È che se ho del tempo libero vado avanti con il libro che sto leggendo, e già mi sento in colpa a penalizzare la saggistica ma il desiderio di un buon romanzo alla fine prevale. Mi piacerebbe e sono certo che mi consentirebbe di imparare qualcosa anziché condividere empaticamente gioie e dolori dei protagonisti di questa o quella storia, ma ogni volta, quando sono a poche pagine dalla conclusione e posso sbizzarrirmi nella scelta un degno sostituto, ho il dovere morale di andare sul sicuro, e “narrativa” è la prima tra le chiavi di ricerca per la selezione del titolo successivo.
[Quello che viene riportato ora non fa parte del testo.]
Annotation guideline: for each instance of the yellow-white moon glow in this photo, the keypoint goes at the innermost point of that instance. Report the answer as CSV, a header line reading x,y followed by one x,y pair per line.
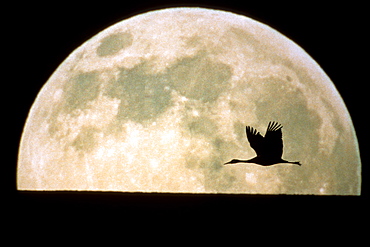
x,y
159,102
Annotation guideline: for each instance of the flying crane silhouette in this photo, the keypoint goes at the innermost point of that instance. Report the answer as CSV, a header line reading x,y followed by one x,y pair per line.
x,y
269,149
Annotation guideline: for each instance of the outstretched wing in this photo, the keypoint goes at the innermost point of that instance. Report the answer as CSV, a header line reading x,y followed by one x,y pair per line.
x,y
255,140
273,141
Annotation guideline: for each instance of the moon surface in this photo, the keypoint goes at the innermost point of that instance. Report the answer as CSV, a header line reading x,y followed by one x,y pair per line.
x,y
159,102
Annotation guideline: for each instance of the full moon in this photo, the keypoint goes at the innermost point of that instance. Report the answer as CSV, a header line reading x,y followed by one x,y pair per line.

Questo per dire che è passato tanto tempo dall’ultima volta in cui ho acquistato una rivista in edicola. Sono anni, ne sono certo. E pensare che per buona parte della mia vita la lettura dei magazine musicali ha costituito la principale fonte di informazione e aggiornamento. Ho investito da ragazzo paghe e paghette in cose tipo Rockerilla, Ciao 2001, Mucchio Selvaggio e Rockstar, nella soffitta della casa dei miei genitori ci sono ancora annate intere di pubblicazioni. Inutile sottolineare che, nel mio caso ma so di non essere l’unico, Internet ha soppiantato anche la consultazione dei periodici di settore. Oddio, la mia passione per la musica per fortuna è diversa dall’idolatria tipica dell’adolescenza, posso dire che si è evoluta e certa letteratura sul pop oggi mi interessa poco o niente (è chiaro che sto mentendo). Ma da quando c’è la rete sappiamo tutti come sono andate le cose.
Stesso discorso per settimanali e mensili di attualità. D’altronde, se non si vuole ricorrere a una emeroteca pubblica fornita e comoda, è anche difficile scegliere tra i prodotti da acquistare in edicola. L’Espresso, Internazionale, Diario per dirne alcuni, il budget è quello che è e poi si ritorna al peccato originale, ovvero il tempo a disposizione da dedicarvi. Non ce la farei a leggere tutto. Occorre fare un discorso a parte per l’editoria tipicamente femminile che comunque mi pare aver ancora un suo perché, almeno da quello che vedo durante i miei percorsi quotidiani in treno. Qualche “pendolaressa” con Vanity Fair o Donna Moderna la incrocio sempre, per non parlare dei periodici dedicati al gossip che sono gli unici a contendere alla cartaccia free press la leadership tra le carrozze.
Questa mattina invece mi è capitato di condividere gli angusti e temporanei spazi di viaggio con un tizio che sfogliava una copia di Max, una pubblicazione che a dirla tutta non pensavo nemmeno fosse ancora in commercio. Una rivista che non stona mentre si è in attesa del proprio turno per lo shampoo nella bottega di un coiffeur e che con altre perle soft-core come GQ svetta su pile di editoria per veri intenditori a coprire altre riviste sotto, dalle copertine e dal contenuto inconfondibile. E sono rimasto colpito dalla concentrazione con cui l’uomo leggeva l’articolo dedicato alla playmate del mese, che non si chiama playmate ma piuttosto maxmate o boh, magari non la chiamano nemmeno tanto l’importante non è certo il naming della rubrica. Dicevo della concentrazione. Riga per riga, assorto in non so cosa il redattore potesse dire a corollario di foto talmente esplicite. Nulla di scabroso, anzi un soggetto oltremodo corroborante da quello che riuscivo a vedere, cercando di non passare per uno che importuna gli altri. Un bel modo di iniziare la giornata.
A quel punto ho pensato che, una volta terminata la parte redazionale, il servizio includesse anche il paginone centrale fatto di tre ante con la foto completa della ragazza di copertina in deshabillé. Questo lo ho solo immaginato, non dovete pensare che io legga cose del genere, nemmeno dal parrucchiere. Ma, quando il tizio ha voltato la pagina, ha sollevato la copia di Max verso di sé orientandola verticalmente con l’obiettivo di avere la vista completa a colpo d’occhio del corpo scoperto che ivi era ritratto (e aggiungo probabilmente, non dovete pensare che io conosca per certo la percentuale di parti del corpo scoperte delle foto di cantanti e attrici e fotomodelle “intervistate” su Max) precludendone così la condivisione con gli astanti che stavano mostrando una palese curiosità, verso i quali per onestà intellettuale mi astengo da ogni tipo di giudizio. Ma il modo con cui il lettore ha alzato le sopracciglia è stato più che esplicito. Tanto che ha bruscamente deciso di interrompere la lettura, ha ricomposto l’ordine delle pagine e ha riposto la pubblicazione in borsa. Evidentemente per oggi ne aveva avuto abbastanza. Lui.